Query your (big) data with the power of python, dask and SQL

Saturday. November 14, 2020 - 9 mins

This post will describe what an SQL query engine is and how you can use dask-sql to analyze your data quickly and easily and also call complex algorithms, such as machine learning, from SQL.

SQL rules the world

If data is the new oil, SQL is its pipeline. SQL used to be “only” the language for accessing traditional relational OLTP databases. But today, it is much more: any BI-tool builds on SQL, for Data Analysts, Data Scientists and Data Engineer SQL is a base skill and even NoSQL databases often implement a language quite similar to SQL to make adoption for its users simpler.
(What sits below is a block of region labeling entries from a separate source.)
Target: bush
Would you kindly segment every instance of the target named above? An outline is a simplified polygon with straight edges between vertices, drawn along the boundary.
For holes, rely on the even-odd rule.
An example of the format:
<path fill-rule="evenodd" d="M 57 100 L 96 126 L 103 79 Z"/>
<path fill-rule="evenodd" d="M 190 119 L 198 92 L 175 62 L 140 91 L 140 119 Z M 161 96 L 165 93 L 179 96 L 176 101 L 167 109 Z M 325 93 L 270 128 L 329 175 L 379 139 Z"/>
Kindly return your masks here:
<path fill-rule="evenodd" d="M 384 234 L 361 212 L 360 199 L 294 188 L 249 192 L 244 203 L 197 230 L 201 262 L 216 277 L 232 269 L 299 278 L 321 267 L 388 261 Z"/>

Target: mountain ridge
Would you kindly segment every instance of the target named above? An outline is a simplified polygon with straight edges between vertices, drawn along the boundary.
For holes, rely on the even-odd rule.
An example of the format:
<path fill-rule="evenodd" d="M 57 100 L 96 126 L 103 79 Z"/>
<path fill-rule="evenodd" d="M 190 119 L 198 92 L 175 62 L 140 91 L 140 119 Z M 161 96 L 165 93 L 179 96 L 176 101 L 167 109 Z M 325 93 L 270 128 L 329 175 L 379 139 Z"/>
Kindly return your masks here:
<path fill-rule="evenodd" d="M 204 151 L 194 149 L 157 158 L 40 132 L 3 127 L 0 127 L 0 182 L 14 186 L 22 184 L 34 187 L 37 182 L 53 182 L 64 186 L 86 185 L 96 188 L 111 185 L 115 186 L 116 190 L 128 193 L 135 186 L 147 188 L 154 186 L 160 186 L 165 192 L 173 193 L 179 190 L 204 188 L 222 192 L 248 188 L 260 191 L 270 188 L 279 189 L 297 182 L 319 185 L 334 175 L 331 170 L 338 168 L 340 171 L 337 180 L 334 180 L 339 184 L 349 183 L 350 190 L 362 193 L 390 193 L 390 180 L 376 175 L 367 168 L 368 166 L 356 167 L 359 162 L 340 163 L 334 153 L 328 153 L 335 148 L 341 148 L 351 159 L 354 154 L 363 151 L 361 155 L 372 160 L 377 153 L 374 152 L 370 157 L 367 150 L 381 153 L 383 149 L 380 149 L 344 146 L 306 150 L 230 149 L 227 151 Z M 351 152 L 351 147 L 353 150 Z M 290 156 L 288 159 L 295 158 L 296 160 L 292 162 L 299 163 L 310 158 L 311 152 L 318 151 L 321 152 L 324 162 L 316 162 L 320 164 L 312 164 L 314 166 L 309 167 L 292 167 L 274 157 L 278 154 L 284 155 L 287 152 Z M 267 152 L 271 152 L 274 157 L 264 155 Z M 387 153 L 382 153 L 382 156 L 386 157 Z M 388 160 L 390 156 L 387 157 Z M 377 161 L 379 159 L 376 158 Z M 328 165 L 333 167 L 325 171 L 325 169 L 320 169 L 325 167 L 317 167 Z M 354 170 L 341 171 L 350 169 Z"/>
Source: https://www.mlakartechtalk.com/sql-memes/

In summary: whenever you are able to map your data pipeline and analysis on SQL, you open up your data for a large range of applications and users. The only question is: what to do if the data does not fit into the constraints of a traditional relational SQL database (e.g. too much data, too many different formats)?

SQL Query Engines

This is where SQL query engines come into play. There job is, to make data from various data sources queryable with SQL - even though the data are not stored in a (traditional) database at all. Typical SQL query engines work as shown in this figure:

Let’s quickly walk through the components:

When you issue a SQL query to the query engine (e.g. via a JDBC/ODBC connection in your BI-tool), the query gets first parsed and analyzed by the tool. The SQL query engine compares and enriches the query with metadata it has about the actual raw data. As there is no relational SQL database it can issue the query against, the SQL query is converted into API calls of one of the distributed computing frameworks. Additional optimization steps can happen before and after this conversion. For example, Apache Hive submits MapReduce jobs whereas Apache Impala will create on-the-fly-compiled C++ programs.
The distributed computation framework is now responsible for performing the actual data analysis and distributing it over the cluster. These frameworks are the reason why SQL query engines work especially good with a lot of data: they can parallelize the work well and make use of the full power of your cluster. A typical well-known example for such a framework is Apache Spark.
The distributed computation framework needs hardware to perform the calculation. Different frameworks can work with different cluster types and resource schedulers, e.g. YARN, kubernetes, Apache Mesos, …
Finally, the data to query lives on an external storage device, e.g. S3 or hdfs. This is very different from a traditional relational database, which contains both the data and the functionality to query it.

For the user, it only seems like querying a traditional relational SQL database - but the similarity is really only the SQL language.

Why so complicated?

This system of different components that need to play together nicely seems very complicated in comparison with a traditional relational database. However, there are some crucial benefits which explains why SQL query engines are developed and used by many small and large companies today.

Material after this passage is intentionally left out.